Auch als Fondue bezeichnet, obwohl bei diesen Varianten nichts geschmolzen wird, werden Fleisch- oder Fischtöpfe, zubereitet in heissem Fett (Fondue bourguignonne) oder Brühe (Fondue chinoise). Unter dem Namen Mongolentopf wurde in den letzten Jahren ein weiteres Brüh-Fondue populär, in welchem man Fleisch oder Fisch zusammen mit allerlei Gemüsestücken, Pilzen und manchmal auch kleinere Teigwarensorten gart, die dann mit einem Körbchen aus der Bouillon gefischt und zusammen mit verschiedenen Saucen genossen werden. Auch das Fondue Vigneron oder Fondue Bacchus, bei dem zarte Fleischstückchen in eine Wein-Boullion Mischung getaucht werden, sind in gewissen Gegenden sehr beliebt.

Fondues gibt es ausserdem in süsser Ausführung als Dessert. Dabei werden mundgerechte Obst-Stücke  in die geschmolzene warme Schocklade eingetaucht. Allerdings haben diese Schokoladenvarianten keine allzu grosse Verbreitung gefunden.  

In der Schweiz ist das Käsefondue zweifellos das Beliebteste. Darum erstaunt es auch nicht, dass neben dem unbestrittenen Original immer wieder neue Varianten kreiert werden.

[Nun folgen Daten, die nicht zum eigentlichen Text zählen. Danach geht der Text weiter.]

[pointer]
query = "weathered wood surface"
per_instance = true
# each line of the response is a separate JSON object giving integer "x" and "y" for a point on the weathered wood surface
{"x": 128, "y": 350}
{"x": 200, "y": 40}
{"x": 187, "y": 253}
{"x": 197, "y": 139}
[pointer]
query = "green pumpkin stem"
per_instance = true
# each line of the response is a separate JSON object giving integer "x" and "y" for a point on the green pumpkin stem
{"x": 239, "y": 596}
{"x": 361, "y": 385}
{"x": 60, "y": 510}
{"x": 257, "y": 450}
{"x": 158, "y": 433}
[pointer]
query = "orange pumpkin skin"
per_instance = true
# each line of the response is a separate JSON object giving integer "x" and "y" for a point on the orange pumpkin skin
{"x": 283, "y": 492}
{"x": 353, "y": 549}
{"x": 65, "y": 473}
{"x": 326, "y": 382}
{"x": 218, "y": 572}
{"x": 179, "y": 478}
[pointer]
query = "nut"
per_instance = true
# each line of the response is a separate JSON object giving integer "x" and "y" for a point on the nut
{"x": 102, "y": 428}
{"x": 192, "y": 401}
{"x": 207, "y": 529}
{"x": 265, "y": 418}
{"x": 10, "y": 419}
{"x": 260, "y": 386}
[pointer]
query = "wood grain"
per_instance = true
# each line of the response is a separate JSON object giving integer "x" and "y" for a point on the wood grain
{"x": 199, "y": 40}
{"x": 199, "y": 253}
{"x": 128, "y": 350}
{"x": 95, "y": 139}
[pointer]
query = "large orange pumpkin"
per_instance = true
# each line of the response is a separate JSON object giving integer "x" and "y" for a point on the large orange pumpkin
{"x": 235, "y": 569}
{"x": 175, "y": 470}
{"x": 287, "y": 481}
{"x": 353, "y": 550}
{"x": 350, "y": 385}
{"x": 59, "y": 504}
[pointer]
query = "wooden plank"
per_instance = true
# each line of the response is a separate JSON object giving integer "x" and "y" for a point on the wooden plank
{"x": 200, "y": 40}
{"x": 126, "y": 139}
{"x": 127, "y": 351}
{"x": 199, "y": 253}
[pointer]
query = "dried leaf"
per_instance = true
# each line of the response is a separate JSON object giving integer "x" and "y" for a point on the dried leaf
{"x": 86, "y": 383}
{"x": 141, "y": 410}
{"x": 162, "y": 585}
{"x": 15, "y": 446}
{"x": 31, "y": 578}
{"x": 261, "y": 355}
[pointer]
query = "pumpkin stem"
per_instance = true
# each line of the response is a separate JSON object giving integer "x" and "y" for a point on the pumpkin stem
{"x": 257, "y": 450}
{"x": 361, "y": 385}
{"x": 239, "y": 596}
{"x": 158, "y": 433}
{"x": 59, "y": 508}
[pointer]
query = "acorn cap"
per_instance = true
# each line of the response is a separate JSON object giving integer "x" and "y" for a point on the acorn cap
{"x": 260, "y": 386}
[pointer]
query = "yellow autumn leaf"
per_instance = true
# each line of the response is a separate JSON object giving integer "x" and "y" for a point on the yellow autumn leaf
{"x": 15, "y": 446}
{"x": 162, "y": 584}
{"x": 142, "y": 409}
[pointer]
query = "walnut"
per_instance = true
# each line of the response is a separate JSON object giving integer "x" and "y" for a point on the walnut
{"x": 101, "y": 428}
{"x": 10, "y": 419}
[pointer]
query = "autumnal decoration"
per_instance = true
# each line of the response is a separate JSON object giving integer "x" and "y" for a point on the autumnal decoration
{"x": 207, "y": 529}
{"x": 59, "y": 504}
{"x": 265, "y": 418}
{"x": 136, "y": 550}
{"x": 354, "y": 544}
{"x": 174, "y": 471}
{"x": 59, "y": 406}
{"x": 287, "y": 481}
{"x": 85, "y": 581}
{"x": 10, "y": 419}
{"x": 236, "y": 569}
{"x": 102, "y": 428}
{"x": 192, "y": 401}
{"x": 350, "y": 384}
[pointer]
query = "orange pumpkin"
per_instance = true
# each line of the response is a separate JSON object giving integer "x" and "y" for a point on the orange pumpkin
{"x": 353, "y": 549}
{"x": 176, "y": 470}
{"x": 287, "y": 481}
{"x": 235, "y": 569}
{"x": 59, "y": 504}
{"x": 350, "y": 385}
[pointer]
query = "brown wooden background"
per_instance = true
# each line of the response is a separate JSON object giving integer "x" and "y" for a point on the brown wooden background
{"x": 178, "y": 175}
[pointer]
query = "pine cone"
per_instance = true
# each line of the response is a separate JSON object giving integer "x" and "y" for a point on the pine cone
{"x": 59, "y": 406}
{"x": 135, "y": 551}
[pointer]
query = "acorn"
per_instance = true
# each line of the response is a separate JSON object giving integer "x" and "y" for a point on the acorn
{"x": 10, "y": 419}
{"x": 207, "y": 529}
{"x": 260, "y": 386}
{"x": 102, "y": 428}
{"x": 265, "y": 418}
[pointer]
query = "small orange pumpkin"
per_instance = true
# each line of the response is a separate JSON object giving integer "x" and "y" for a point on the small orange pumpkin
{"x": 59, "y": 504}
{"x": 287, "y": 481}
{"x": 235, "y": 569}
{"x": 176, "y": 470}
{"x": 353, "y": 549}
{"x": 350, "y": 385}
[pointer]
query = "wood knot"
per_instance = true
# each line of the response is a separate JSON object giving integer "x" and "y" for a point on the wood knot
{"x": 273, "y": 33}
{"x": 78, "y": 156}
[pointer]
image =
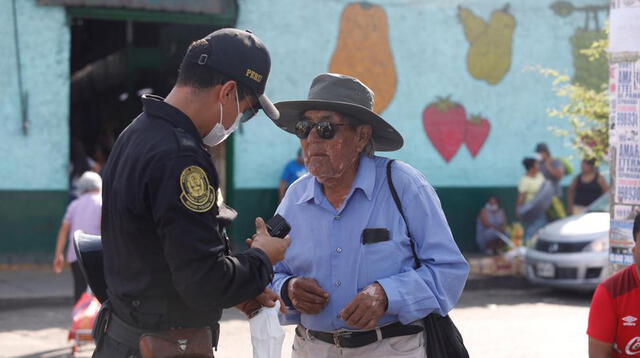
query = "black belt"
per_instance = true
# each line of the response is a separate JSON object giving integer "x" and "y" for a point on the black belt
{"x": 355, "y": 339}
{"x": 130, "y": 336}
{"x": 123, "y": 332}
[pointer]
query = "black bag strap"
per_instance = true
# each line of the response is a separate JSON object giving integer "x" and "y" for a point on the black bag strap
{"x": 396, "y": 199}
{"x": 443, "y": 336}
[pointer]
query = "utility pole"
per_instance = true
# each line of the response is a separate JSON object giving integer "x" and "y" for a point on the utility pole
{"x": 624, "y": 127}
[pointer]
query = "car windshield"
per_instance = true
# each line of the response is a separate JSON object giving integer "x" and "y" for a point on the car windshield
{"x": 601, "y": 204}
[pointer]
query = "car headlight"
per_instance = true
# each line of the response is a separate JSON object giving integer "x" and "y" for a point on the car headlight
{"x": 599, "y": 245}
{"x": 533, "y": 240}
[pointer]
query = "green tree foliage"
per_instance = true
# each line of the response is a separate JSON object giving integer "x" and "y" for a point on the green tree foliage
{"x": 586, "y": 110}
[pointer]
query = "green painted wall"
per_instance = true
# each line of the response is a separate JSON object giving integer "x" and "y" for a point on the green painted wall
{"x": 30, "y": 221}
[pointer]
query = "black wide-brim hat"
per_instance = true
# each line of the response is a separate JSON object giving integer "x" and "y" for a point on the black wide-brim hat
{"x": 345, "y": 95}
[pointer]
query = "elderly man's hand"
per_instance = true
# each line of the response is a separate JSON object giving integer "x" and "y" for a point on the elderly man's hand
{"x": 306, "y": 295}
{"x": 364, "y": 311}
{"x": 267, "y": 298}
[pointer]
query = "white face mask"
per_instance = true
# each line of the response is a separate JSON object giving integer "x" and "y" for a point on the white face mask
{"x": 491, "y": 207}
{"x": 218, "y": 133}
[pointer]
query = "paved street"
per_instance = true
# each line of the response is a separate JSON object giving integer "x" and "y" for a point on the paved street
{"x": 495, "y": 323}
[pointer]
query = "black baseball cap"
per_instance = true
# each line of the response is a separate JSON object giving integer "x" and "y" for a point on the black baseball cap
{"x": 240, "y": 55}
{"x": 542, "y": 147}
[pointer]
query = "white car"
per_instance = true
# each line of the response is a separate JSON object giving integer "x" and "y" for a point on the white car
{"x": 572, "y": 253}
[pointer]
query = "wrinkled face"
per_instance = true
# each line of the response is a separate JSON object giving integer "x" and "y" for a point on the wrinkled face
{"x": 535, "y": 168}
{"x": 330, "y": 158}
{"x": 586, "y": 167}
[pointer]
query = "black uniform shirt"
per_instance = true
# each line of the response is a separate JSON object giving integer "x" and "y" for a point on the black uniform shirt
{"x": 165, "y": 260}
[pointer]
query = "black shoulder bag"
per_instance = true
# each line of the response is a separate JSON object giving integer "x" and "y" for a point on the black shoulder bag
{"x": 443, "y": 338}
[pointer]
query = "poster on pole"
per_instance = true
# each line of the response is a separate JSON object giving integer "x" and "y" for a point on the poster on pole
{"x": 624, "y": 151}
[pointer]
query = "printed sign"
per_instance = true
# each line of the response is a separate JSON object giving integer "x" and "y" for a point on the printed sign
{"x": 621, "y": 242}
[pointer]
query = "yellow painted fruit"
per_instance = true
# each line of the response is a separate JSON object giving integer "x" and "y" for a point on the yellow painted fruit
{"x": 489, "y": 55}
{"x": 363, "y": 51}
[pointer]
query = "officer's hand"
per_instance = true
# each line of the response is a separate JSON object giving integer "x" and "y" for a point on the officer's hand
{"x": 267, "y": 298}
{"x": 364, "y": 311}
{"x": 249, "y": 307}
{"x": 274, "y": 247}
{"x": 306, "y": 295}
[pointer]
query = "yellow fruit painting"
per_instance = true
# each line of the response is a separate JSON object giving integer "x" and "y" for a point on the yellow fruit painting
{"x": 363, "y": 51}
{"x": 490, "y": 43}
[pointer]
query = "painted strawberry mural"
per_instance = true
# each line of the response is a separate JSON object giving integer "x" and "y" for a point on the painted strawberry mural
{"x": 476, "y": 133}
{"x": 445, "y": 122}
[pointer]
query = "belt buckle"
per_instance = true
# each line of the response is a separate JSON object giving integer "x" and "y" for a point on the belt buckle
{"x": 339, "y": 334}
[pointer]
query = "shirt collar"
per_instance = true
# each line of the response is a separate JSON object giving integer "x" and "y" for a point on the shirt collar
{"x": 156, "y": 106}
{"x": 365, "y": 180}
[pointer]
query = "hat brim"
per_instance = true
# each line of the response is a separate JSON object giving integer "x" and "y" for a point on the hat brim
{"x": 267, "y": 106}
{"x": 385, "y": 137}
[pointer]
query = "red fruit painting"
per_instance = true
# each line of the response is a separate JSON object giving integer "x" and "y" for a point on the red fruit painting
{"x": 476, "y": 134}
{"x": 445, "y": 122}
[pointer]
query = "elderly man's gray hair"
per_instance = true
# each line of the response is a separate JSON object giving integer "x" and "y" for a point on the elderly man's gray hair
{"x": 89, "y": 181}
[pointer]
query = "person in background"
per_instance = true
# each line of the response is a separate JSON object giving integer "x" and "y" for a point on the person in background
{"x": 528, "y": 187}
{"x": 586, "y": 187}
{"x": 491, "y": 222}
{"x": 613, "y": 329}
{"x": 84, "y": 214}
{"x": 550, "y": 167}
{"x": 292, "y": 171}
{"x": 80, "y": 163}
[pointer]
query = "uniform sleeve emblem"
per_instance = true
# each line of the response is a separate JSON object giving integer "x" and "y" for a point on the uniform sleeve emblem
{"x": 197, "y": 195}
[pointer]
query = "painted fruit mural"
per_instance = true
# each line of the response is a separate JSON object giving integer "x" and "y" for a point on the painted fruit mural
{"x": 363, "y": 51}
{"x": 445, "y": 121}
{"x": 490, "y": 43}
{"x": 447, "y": 127}
{"x": 591, "y": 74}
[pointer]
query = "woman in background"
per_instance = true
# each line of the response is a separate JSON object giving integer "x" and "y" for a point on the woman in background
{"x": 490, "y": 223}
{"x": 586, "y": 187}
{"x": 84, "y": 214}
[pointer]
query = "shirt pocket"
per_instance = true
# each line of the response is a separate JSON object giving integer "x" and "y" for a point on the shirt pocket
{"x": 379, "y": 260}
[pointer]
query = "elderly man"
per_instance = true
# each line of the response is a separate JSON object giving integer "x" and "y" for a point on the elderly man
{"x": 350, "y": 266}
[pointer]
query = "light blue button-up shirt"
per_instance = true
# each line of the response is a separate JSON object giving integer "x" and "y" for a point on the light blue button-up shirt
{"x": 327, "y": 246}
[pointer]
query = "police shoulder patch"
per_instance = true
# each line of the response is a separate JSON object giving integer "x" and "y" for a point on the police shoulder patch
{"x": 197, "y": 195}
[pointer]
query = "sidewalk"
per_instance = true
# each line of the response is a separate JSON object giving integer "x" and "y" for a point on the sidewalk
{"x": 31, "y": 285}
{"x": 27, "y": 286}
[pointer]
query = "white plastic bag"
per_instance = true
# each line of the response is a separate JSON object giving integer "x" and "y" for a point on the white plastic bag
{"x": 266, "y": 333}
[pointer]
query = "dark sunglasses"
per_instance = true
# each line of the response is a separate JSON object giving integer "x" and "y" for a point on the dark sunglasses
{"x": 324, "y": 129}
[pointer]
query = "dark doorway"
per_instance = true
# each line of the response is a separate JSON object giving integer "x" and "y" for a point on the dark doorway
{"x": 114, "y": 62}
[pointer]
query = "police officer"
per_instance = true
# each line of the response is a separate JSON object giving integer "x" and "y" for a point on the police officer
{"x": 166, "y": 259}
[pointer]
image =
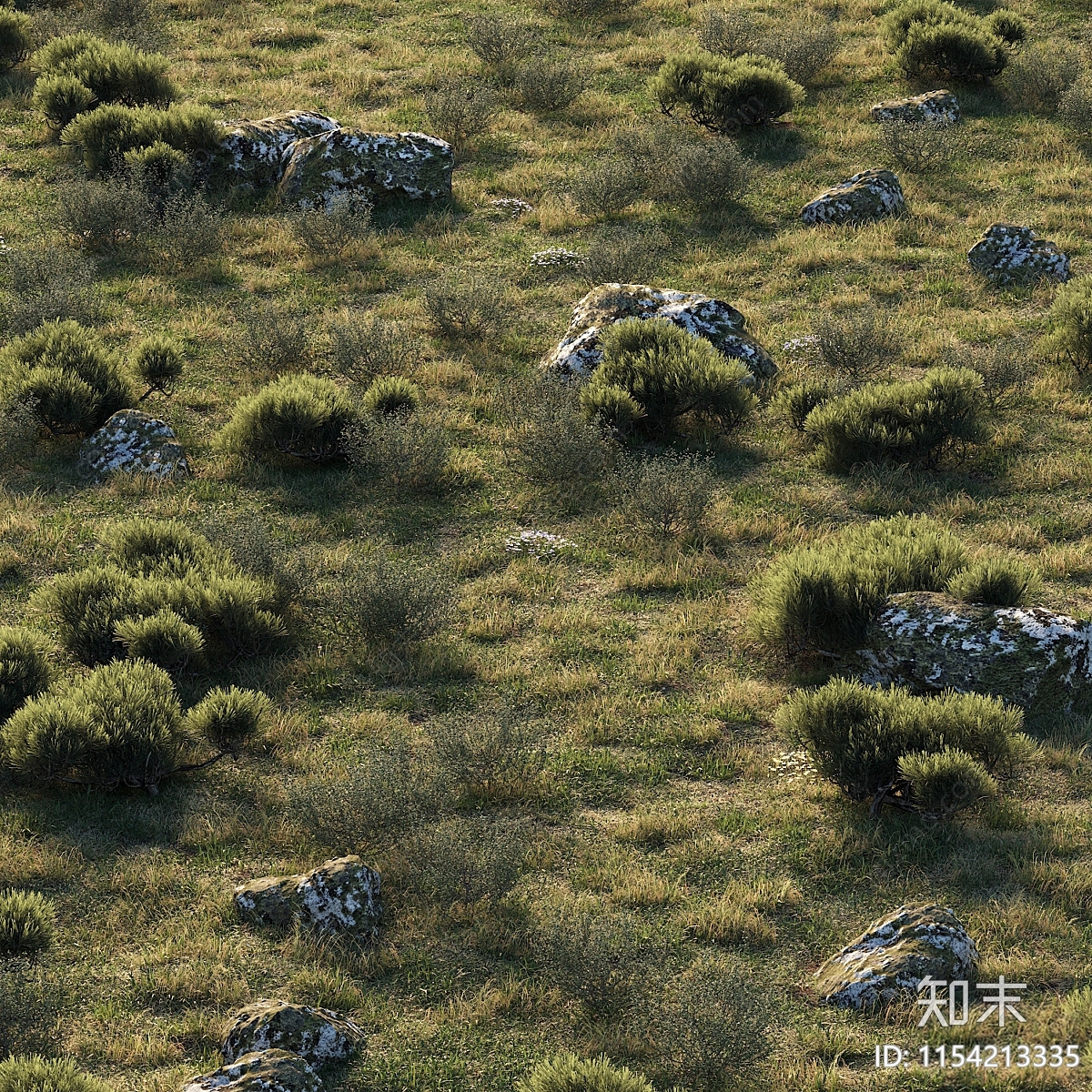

Obwohl ich (wie man in meinem Buch „da Massimo“ nachlesen kann) ein überzeugter Purist bin, macht es mir Spass, manchmal eine andere Variante zuzubereiten. Hier ein paar Vorschläge: 

Pilzfondue mit Morcheln oder Steinpilzen: Getrocknete Pilze kurz heiss abspülen, in lauwarmer Gemüsebouillon mind. 30 Minuten einweichen, dann von Hand herausnehmen, gut ausdrücken und die Pilze in ca. 2 cm grosse Stücke schneiden. 1 Knoblauchzehe schälen, mit der flachen Seite eines grossen Messers leicht zerdrücken, ins heisse Öl geben und sanft anbraten. Vorbereitete Steinpilze beigeben und für ein paar Minuten garen. Pilze mit etwas Weisswein ablöschen, den Wein fast ganz verdampfen lassen, Knoblauch entfernen und alles auf die Seite stellen. Käsefondue wie gewohnt zubereiten und die Pilze kurz vor Ende beigeben.

Feuerwehr-Fondue: Knoblauchzehen mit Peperoncino-Flocken in etwas Butter im Caquelon andünsten, dann Weisswein und Käsemischung beigeben und das Fondue fertigkochen.

Stilton-Fondue: Rezept im Buch „da Massimo“ Seite 211.

Wacholder-Fondue: Die Käsemischung wie gewohnt zubereiten, jedoch den Kirsch durch Gin ersetzen, und das Fondue am Schluss mit vier getrockneten, fein zerstossenen Wacholderbeeren würzen.

Rotwein-Fondue: anstelle des Weissweins Rotwein und anstelle des Kirschs Portwein verwenden.

Noch ein Wort zu den Fertig-Fondues. Es gibt unter ihnen inzwischen ganz gute Produkte, die man je nach Geschmack zusätzlich verfeinern kann, etwa mit Muskat, getrockneten Kräutern oder durch Zugabe von Kirsch. Kürzlich wurde ich aber auf ein Fertigfondue hingewiesen, das ganz besonders heraussticht, das Fondue mit Sauerkraut und Chili. Es ist eine mutige Variante der Käsereien Aarwangen und Koppigen, die aber nur regional erhältlich ist. Für die, welche einen eigenen Versuch wagen wollen, hier die Zusammensetzung der Zutaten, wie sie auf der Packung angegeben sind: Koppiger Bergkäse, Aarwanger Aarenkäse, Schweizer Weisswein, Schweizer Kirsch, Kartoffelstärke, Knoblauch, Gewürze, BBQ-Kraut, Chili.

Zum Schluss ein Tipp für einen Fondueplausch mit mehreren Personen: Dazu werden zwei oder drei  Fondues gleichzeitig zubereitet und serviert, beispielsweise ein traditionelles, ein Pilz- und ein Stilton-Fondue. Während des Essens tauscht man die Caquelons aus, so dass alle die verschiedenen Varianten geniessen können.

Das Fondue ist ein einfaches Gericht, das aber immer ausgezeichnet schmeckt und auch gut zu den Festtagen passt, weil es eine besondere Art des gemeinsamen Essens zelebriert.